Bethany Hamilton: The Real Life Soul Surfer
Bethany Hamilton made headlines in 2003 when she was attacked by a tiger shark while surfing in her hometown of Kauai, Hawaii. Although the shark had bitten off most of Hamilton's left arm, causing her to lose 60 percent of her blood, she survived. Unwilling to give up on the sport, she taught herself to surf with one arm in the hope of returning to competitive surfing. Her story quickly became an inspiration to many.
Bethany was born February 8, 1990 in Kauai, Hawaii. Her parents, Tom and Cheri, taught Bethany to surf at a young age, along with her brothers, Noah and Timmy. As her surfing abilities progressed rapidly, Bethany began to compete. At the age of eight, she came first place in a Quicksilver surfing contest and began to enter and win major surf competitions throughout Hawaii. With many first place wins under her belt, Bethany knew she wanted to go pro and make the sport her career. She picked up a sponsor, Rip Curl, which helped her with her professional plans.
Her plans on turning pro were soon put to a halt on the morning of October 31, 2003 while out surfing. In the ocean at Tunnels Beach—along with her friend Alana Blanchard and Blanchard's dad and brother—Bethany was relaxing on her board laying sideways with her left arm dangling in the water as she waited for the next wave to roll in. Her friends were floating nearby. Suddenly, there was a flash of gray. Bethany described the incident as merely feeling a couple of fast tugs, that were over in a few seconds. A few seconds was all it took for the 15-foot tiger shark to bite off her left arm, nearly to the shoulder. Bethany watched in shock as the water around her turned bright red. Somehow, she managed to stay calm.
"It's funny," Bethany said, "you would think having your arm bitten off would really hurt. But there was no pain at the time." Reports say that if the shark had bitten two more inches up her arm, the attack would have been fatal.
Bethany then screamed: "I just got attacked by a shark," and started paddling toward shore. It was a quarter of a mile back, but one thought kept repeating in her head: "Get to the beach." Her friends quickly reached her and helped pull her in. Once they reached shore, they used a shirt and a surfboard leash to make a tourniquet around what was left of her arm until paramedics came.
On the morning of the shark attack, Bethany's dad Tom had been scheduled for knee surgery and was already on the operating table when the ambulance brought her in. His surgeon was preparing to start the operation when a nurse burst into the room. She said, "There's a 13-year-old girl coming, a shark attack victim." The next day, Bethany, tired and feeling distraught, told her father she would become a surf photographer. But after seven days of recovery in the hospital and her stitches were removed, Bethany had a change of heart.
Less than one month after the attack, Bethany returned to surfing. The challenge was to teach herself how to surf with one arm, which she did using a longer and thicker custom-made surfboard to help her along. Since the incident Bethany has returned to competitive surfing. In 2005, she took 1st place in the NSSA National Championships, a goal she had been trying to achieve since before the shark attack. In 2008, she began competing full time in the Association of Surfing Professionals World Qualifying Series (WQS), finishing 3rd amongst many of the world's best women surfers.

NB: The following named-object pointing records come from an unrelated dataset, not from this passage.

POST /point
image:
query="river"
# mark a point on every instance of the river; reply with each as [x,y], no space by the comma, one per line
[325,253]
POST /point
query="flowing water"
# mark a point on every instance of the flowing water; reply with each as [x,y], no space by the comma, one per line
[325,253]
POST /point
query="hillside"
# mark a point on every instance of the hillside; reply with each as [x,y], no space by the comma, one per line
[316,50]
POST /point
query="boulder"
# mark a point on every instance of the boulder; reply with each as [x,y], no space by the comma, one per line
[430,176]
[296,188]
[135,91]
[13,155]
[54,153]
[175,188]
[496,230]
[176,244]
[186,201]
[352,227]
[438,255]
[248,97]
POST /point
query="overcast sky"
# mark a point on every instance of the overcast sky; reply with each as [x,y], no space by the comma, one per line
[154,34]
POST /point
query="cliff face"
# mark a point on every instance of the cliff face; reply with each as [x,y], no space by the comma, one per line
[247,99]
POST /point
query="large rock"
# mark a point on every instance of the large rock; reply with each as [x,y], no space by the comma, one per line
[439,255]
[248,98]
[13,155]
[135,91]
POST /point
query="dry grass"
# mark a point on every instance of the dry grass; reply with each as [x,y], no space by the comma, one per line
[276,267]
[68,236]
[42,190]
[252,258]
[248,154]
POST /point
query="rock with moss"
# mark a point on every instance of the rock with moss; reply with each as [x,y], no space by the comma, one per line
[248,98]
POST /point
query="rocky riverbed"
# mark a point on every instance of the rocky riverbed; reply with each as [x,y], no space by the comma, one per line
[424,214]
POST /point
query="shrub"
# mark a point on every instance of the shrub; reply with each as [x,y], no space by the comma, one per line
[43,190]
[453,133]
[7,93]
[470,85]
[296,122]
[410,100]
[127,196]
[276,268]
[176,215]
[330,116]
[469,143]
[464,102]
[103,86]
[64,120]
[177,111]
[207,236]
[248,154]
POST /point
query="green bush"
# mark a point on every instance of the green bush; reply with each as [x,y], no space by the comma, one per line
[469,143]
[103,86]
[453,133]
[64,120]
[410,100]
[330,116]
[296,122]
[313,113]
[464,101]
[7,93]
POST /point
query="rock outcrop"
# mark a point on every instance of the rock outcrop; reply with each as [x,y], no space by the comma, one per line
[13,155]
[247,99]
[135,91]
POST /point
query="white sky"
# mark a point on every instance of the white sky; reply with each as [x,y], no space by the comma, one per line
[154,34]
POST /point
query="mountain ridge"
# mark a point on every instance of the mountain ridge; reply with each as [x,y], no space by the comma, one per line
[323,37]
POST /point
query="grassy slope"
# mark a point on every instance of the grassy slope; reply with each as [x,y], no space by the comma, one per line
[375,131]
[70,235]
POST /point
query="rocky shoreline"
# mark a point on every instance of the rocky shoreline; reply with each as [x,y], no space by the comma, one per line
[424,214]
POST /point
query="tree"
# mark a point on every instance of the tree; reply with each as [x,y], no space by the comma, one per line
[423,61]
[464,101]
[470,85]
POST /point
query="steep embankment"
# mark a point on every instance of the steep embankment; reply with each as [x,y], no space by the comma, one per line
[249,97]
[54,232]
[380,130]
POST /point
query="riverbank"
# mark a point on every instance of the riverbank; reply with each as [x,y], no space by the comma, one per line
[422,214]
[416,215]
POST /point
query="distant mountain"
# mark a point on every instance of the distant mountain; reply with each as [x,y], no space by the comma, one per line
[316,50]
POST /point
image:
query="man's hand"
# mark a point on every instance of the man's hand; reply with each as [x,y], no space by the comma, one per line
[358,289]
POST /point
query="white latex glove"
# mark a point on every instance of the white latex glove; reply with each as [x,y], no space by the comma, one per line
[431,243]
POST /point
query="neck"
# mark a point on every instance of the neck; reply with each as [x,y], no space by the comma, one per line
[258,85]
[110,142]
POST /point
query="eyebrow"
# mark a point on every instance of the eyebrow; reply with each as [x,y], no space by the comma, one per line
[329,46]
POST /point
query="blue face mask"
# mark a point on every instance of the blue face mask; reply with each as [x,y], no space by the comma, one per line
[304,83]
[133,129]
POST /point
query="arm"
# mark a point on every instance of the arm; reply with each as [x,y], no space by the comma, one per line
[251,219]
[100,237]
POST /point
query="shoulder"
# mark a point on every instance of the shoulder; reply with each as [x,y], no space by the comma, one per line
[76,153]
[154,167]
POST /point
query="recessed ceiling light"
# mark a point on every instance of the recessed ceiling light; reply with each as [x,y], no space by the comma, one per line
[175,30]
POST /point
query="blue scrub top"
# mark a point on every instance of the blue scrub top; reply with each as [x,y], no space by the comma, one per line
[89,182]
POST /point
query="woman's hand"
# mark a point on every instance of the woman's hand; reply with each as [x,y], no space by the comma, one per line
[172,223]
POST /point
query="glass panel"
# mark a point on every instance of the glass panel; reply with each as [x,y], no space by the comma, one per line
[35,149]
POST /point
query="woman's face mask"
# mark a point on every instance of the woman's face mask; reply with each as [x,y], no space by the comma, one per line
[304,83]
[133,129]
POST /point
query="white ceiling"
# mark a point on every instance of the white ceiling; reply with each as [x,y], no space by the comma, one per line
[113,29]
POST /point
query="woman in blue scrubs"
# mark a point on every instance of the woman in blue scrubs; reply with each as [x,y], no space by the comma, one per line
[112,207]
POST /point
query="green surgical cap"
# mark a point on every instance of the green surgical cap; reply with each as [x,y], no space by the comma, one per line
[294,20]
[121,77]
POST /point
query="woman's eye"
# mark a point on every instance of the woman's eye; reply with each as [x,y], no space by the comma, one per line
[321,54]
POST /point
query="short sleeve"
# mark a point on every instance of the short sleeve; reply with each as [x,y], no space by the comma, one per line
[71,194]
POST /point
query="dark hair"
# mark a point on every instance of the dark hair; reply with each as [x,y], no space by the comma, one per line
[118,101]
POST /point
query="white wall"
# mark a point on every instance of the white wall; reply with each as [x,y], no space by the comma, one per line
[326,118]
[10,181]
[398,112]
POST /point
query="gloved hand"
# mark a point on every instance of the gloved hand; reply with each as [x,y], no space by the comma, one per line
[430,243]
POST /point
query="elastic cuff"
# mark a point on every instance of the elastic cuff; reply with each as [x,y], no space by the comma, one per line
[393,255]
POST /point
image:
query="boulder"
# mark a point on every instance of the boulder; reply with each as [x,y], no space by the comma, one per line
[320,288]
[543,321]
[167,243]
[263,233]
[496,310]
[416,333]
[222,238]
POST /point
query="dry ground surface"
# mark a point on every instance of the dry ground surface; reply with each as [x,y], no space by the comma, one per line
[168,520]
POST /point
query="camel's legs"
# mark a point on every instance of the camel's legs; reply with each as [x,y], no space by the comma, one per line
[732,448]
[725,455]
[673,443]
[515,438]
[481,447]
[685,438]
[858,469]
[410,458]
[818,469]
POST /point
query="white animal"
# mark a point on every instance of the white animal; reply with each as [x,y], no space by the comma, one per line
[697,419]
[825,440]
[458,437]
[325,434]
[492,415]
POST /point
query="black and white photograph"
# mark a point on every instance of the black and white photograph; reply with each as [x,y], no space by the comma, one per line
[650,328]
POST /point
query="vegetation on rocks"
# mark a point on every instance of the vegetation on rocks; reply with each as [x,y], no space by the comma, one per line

Based on her book Soul Surfer, Bethany's story was been made into a movie of the same name, starring AnnaSophia Robb as Bethany. Filmed on location in Kauai and Oahu, Bethany performed her own stunt surfing in the movie and also contributed to the script and editing process.
Until recently she was a champion surfer, competing six months of the year around the world. In 2013, she married, and now has two sons, Tobias and Wesley. She appears in the 2019 documentary, Bethany Hamilton: Unstoppable.